Why can’t I learn from my own mistakes – whatever Eli Roth creates/directs himself is genius. Cabin Fever, Hostel, his Thanksgiving themed Grindhouse trailer, I just can’t get enough of his work. Whatever he produces and presents though doesn’t have the same track record for some reason. While the kung-fu B-Movie loving side of me admittedly dug The Man With The Iron Fists, The Last Exorcism didn’t strike my found footage fancy, and The Last Exorcism Part II I wish was never made. So how did Nicolás López’s natural disaster film Aftershock fare with Roth’s seal of approval? Ugh, here we go again.
Aftershock starts by following a group of three friends, two Chileans named Ariel (Ariel Levy) and Pollo (Nicolás Martínez) plus Ariel’s American friend Gringo (Eli Roth), as they party through the South American country. Visiting a slew of concerts and clubs, they finally hook up with a group of girls named Monica (Andrea Osvárt), Kylie (Lorenza Izzo), and Irina (Natasha Yarovenko), and Pollo convinces the females to accompany their studly trio to an epic underground party in Valparaiso, but Monica tries to convince her sister Kylie going home is the better option. Her pleas work to no avail, the newly meshed group wind up in Valparaiso for a lovely day of sightseeing and a raucous night of partying, but instead walk right into Mother Nature’s rage. While in the club, a devastating earthquake hits sending the town into chaos, only to be followed by sirens of an approaching tsunami. Talk about a double whammy? Yup, our gang sounds pretty screwed, but they fight through the crumbled city looking for a way out – while avoiding looters, pitfalls, and killers of course.
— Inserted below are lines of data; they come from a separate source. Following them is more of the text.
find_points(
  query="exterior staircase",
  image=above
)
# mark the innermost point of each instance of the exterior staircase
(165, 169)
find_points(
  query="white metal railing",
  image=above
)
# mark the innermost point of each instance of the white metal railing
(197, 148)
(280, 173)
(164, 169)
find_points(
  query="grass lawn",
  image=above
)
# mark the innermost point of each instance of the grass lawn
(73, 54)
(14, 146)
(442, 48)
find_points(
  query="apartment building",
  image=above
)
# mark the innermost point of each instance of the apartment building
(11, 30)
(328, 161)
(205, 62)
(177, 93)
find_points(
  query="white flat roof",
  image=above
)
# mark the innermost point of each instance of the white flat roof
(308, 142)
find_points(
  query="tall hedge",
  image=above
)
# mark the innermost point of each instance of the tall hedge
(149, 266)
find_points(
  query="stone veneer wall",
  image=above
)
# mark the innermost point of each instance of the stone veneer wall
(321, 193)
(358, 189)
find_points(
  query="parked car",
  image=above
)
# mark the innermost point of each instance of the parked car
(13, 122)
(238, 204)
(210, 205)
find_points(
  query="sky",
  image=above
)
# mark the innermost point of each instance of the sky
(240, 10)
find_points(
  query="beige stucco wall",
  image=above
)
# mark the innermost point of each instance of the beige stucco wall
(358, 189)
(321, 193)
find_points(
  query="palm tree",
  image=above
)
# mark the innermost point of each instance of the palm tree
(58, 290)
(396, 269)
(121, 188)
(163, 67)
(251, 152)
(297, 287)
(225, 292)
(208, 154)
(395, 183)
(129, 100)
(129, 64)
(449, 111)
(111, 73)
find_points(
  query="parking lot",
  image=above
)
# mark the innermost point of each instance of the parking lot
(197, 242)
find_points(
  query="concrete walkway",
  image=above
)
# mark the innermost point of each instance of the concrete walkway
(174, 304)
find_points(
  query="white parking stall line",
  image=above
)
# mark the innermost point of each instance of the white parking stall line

Here’s my biggest problem with Aftershock – I couldn’t tell whether López was actually trying to make seriously shocking horror, or if he was going for more of a schlocky, cheesy, intentionally “bad but good” vibe. Instead of picking one side, I saw a weird atmospheric mix that wasn’t serious enough to be scary but not well-versed enough in humor to achieve true B-Movie humor. Characters obviously had lines that weren’t meant to be terribly serious, and while I genuinely laughed at a few of these moments, other less successful attempts to tickle our demented funny-bone saw characters failing miserably. I admittedly laughed at these moments too, but not for the right reasons – and this happened all too often.
I’m pretty bummed too, because the opening party scenes with Ariel, Pollo, and Gringo are hilarious and entertaining. Eli Roth is lovably nerdy/out of place, Ariel Levy nails the typical “guy who obsesses over his ex” persona, and Nicolás Martínez is a riot as the tubby little playboy giving hope to the masses. The three dudes have a great “bro” dynamic that proves intentionally comical and entertaining, especially while partying their asses off and hitting on girls. Personally, I would have been fine watching some silly raunchy comedy about the three. These scenes worked extremely well and were a perfect set-up, but then disaster strikes and survival takes over. From here, our characters don’t deal with paranoia and anarchy the same way, struggling to pull off the same quality performances covered in blood and brutally beaten.
But here’s where I was surprised – López’s combination of a disaster horror film and dystopian look at a lawless world blended together in a way that was both exciting and tense, until a lacking finale which redeemed itself by ending EXACTLY how it needed to. Getting back to the ravaged Valparaiso though, it’d be one thing if Eli Roth and company were only jumping over deadly pits and avoiding falling buildings, instead of having to fight through evil characters taking advantage of the sudden freedom. Multiple degrees of terror spun our vacationer’s lives into a unavoidable hell far past our wildest dreams, and López brutalizes his characters and marches them into the mouth of Satan. Honestly, I was surprised how easily characters checked out of the film, and in which order.
You all thought I was going to keep crapping on Aftershock, weren’t ya. Nope! I’m not going to say it’s a classic or anything, but I wasn’t removed from the experience or thinking about all the negatives above until that last act. I chuckled through the drunken club scenes, intensity heightened as Valparaiso was reduced to a criminal-infested riot scene and I could sense the danger around every pile of rubble, but a distinct tonal unbalance and severe quality drop-off come the finale make Aftershock nothing more than passable. But hey, passable is still positive, and I know certain fans are absolutely going to dig what López shook up. I just wish I knew what atmosphere he was trying to create.
Fair
Whether Nicolás López was actually trying to be funny with Aftershock I'll never know, because I ended up laughing more than I intended, but hell - intensity and pace gleefully carry the film two-thirds of the way.